Okay. The British monarchy is a fairly questionable institution and it was reasonable for people to feel sympathy for somebody who seemed to have been victimised by it. But I was quite simply appalled at the tsunami of nonsense that was written and said about this sad, foolish and rather silly young woman. It is always to be mourned when somebody dies in a car crash; but it deeply offended me that this particular corpse was being honoured and wept over as a sainted individual.

So, in the first flush of Diana-mania, I wrote an article pointing out that a person of no particular achievement or goodness was being honoured irrationally. Sure, she supported some charities pro forma. Which under-employed royal doesn’t say how bad land-mines are etc? But what else was it that was being grieved? Merely the image that the media had created of a winsome pretty girl.

Boy, the abuse I received for my plain-speaking. How dare I write so heartlessly and disrespectfully? Didn’t I know that hundreds of thousands of people were in tears and that a veritable jungle of exotic flowers had been piled at the palace gates?

The lesson I learned was a simple one. Do not speak the truth about the dead too soon.

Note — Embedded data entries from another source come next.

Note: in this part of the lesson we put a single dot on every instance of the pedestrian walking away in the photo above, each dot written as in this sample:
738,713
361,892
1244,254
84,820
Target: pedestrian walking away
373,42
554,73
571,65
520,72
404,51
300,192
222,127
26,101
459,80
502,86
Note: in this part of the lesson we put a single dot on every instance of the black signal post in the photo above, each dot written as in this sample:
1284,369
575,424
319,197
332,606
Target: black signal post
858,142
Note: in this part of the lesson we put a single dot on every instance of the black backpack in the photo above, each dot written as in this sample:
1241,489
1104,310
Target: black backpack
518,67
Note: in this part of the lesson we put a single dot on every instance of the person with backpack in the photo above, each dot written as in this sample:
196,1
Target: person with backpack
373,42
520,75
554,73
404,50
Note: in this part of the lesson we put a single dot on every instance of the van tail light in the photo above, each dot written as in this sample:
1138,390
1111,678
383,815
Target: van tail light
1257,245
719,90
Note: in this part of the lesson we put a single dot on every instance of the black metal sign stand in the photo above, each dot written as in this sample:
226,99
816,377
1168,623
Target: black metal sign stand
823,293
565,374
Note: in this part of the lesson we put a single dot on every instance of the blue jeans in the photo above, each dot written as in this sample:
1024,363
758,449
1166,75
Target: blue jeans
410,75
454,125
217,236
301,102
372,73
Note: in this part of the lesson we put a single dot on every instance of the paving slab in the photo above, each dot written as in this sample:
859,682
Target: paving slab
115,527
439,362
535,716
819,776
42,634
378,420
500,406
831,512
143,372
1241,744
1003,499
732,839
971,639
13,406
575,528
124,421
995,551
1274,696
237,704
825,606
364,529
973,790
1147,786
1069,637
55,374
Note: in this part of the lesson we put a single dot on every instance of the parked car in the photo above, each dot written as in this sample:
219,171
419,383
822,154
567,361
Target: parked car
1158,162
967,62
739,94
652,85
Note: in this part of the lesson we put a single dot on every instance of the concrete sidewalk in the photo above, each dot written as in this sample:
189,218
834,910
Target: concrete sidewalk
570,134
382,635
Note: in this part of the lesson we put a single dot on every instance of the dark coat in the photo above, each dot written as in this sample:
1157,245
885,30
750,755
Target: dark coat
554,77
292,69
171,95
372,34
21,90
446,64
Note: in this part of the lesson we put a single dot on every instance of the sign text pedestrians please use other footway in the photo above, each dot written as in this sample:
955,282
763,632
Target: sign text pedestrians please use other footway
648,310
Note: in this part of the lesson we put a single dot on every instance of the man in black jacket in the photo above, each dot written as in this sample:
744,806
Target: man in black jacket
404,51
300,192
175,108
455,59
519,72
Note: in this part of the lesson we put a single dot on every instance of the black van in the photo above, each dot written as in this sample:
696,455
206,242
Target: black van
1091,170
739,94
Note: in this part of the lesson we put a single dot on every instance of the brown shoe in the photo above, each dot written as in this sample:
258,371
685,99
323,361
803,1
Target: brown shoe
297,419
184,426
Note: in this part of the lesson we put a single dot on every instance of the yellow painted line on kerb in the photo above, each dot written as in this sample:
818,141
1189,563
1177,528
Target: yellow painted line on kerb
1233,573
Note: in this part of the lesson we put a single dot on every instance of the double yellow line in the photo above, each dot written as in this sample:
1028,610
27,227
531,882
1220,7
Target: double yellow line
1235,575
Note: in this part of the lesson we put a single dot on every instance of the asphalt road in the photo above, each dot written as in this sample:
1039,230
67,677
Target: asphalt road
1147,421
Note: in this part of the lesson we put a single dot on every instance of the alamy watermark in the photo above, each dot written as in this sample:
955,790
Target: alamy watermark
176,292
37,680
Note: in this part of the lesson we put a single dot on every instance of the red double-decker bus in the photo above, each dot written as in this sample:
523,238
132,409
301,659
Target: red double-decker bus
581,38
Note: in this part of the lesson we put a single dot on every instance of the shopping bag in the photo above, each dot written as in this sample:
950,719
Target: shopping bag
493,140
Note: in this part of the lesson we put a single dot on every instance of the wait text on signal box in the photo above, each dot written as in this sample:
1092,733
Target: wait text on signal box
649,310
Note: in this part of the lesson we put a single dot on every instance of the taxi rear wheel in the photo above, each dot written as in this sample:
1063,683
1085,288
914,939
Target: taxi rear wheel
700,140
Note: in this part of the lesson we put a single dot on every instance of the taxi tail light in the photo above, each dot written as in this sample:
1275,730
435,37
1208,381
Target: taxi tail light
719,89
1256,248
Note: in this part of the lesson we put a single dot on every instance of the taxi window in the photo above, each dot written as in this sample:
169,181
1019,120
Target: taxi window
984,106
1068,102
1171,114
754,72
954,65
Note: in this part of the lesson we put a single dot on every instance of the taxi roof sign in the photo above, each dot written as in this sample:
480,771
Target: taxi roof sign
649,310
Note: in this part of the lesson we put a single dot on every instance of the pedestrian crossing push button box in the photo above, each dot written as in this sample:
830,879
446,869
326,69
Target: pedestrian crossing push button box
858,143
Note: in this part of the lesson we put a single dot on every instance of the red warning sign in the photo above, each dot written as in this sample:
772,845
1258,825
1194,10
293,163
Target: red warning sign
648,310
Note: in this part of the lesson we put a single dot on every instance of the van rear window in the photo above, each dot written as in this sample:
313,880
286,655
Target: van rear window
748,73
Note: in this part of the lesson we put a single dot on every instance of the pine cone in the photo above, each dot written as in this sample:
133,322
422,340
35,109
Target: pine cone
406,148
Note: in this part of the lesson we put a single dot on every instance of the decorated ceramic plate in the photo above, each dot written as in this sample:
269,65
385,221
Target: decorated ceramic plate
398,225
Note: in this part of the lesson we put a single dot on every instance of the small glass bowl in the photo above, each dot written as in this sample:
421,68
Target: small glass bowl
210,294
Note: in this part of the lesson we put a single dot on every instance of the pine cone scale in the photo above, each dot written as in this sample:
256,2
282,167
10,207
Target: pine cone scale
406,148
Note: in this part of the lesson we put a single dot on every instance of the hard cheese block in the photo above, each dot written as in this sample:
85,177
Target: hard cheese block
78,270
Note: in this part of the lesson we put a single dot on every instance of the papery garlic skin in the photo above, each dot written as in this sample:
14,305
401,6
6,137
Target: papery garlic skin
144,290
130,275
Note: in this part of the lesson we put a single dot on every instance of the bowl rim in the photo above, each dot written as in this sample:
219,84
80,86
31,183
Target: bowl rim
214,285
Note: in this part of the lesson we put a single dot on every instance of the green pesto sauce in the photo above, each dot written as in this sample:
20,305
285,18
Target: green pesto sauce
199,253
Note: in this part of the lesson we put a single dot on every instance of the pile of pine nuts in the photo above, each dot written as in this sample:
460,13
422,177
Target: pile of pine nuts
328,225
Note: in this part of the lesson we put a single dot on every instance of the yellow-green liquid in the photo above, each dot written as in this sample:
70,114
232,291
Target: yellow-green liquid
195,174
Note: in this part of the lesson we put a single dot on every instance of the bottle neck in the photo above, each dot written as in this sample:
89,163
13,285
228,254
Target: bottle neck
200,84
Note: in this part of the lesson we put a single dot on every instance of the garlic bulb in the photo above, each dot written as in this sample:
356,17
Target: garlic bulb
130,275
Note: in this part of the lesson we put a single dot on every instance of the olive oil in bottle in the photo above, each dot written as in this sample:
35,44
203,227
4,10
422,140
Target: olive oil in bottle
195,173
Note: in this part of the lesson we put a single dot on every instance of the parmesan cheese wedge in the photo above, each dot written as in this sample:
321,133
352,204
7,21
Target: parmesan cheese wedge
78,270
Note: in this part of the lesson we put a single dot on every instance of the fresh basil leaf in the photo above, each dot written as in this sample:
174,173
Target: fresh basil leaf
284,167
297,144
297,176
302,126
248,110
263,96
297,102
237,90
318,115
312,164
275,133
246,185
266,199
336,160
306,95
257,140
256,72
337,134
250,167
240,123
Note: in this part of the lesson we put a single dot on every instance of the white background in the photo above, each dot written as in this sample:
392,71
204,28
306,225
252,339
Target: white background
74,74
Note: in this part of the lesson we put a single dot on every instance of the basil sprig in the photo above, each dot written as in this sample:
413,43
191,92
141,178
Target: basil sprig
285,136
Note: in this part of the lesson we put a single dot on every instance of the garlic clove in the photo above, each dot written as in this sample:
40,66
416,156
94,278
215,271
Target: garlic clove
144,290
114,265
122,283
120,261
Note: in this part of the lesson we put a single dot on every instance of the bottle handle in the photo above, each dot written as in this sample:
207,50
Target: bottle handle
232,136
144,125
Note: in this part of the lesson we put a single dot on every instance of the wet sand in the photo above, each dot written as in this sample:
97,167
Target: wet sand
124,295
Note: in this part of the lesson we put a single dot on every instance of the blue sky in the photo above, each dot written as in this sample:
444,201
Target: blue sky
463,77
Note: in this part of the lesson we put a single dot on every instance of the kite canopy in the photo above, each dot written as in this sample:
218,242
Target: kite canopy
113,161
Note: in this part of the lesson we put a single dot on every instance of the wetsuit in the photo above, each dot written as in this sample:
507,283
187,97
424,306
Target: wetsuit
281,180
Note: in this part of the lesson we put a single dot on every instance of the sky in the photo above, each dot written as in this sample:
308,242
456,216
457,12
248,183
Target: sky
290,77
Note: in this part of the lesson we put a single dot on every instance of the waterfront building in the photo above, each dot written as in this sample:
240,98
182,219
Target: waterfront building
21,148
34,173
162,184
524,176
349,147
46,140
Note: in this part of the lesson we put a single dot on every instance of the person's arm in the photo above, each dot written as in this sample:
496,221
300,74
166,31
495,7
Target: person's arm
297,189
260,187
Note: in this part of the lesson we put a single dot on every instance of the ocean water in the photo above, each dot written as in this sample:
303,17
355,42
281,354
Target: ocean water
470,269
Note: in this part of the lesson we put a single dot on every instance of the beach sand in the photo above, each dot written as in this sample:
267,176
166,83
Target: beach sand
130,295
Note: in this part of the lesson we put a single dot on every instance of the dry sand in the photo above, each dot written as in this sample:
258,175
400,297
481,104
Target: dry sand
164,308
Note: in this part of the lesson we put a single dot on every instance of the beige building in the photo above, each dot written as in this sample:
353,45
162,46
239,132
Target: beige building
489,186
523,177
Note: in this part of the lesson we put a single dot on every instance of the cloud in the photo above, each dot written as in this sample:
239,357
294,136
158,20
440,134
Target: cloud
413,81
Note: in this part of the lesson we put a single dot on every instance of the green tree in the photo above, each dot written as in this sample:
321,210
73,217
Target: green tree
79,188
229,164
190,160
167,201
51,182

Wait a while until the deceased is no longer on the front page. Then tell the truth.

So – speaking purely hypothetically, of course – I wonder what I would do if a media personality died, was given a fancy funeral at the Anglican cathedral, and had columns of slop written about him by old mates and colleagues?

Would I immediately jump in and point out that the media personality in question helped to set in motion the rot whereby television current affairs became “reality” television? Would I point out that the smug, simple-minded and foolish formulations of the media personality gained him popularity at the expense of accuracy? Would I note that the media personality appealed to the Lowest Common Denominator, often played to prejudices and had no real understanding of the important things in the news? Would I report that gradually his very appearance on television came to make me feel slightly sick?

No. I am a gentleman. In this purely hypothetical case I would say no such thing. I would wait until the tears of the nearest and dearest had stopped flowing, the slop had ceased to fill up the column inches, and the time was ripe to say it. Then I would tell the truth.

But until then, De mortuis nil nisi bonum. old chap.


De mortuis nil nisi bonum

1 comment:

  1. Delaying criticism until the quintessence of dust has settled seems the morally correct course. Death shows the vulnerability of someone who was egotistical, annoying or bigoted in life, and that they can ultimately be silenced - even dubbed news presenters made famous by too much airtime, cutting their own CDs and penning an autobiography with an airbrushed photo on the cover.
    Princess Di was adored and mourned by being an archetype of fairytale princess/tragic heroine. The artist Banksy may best have summed her up with his print run of Lady Di quids, released to the breeze to flutter down over London: glam-cash, iconic but worthless.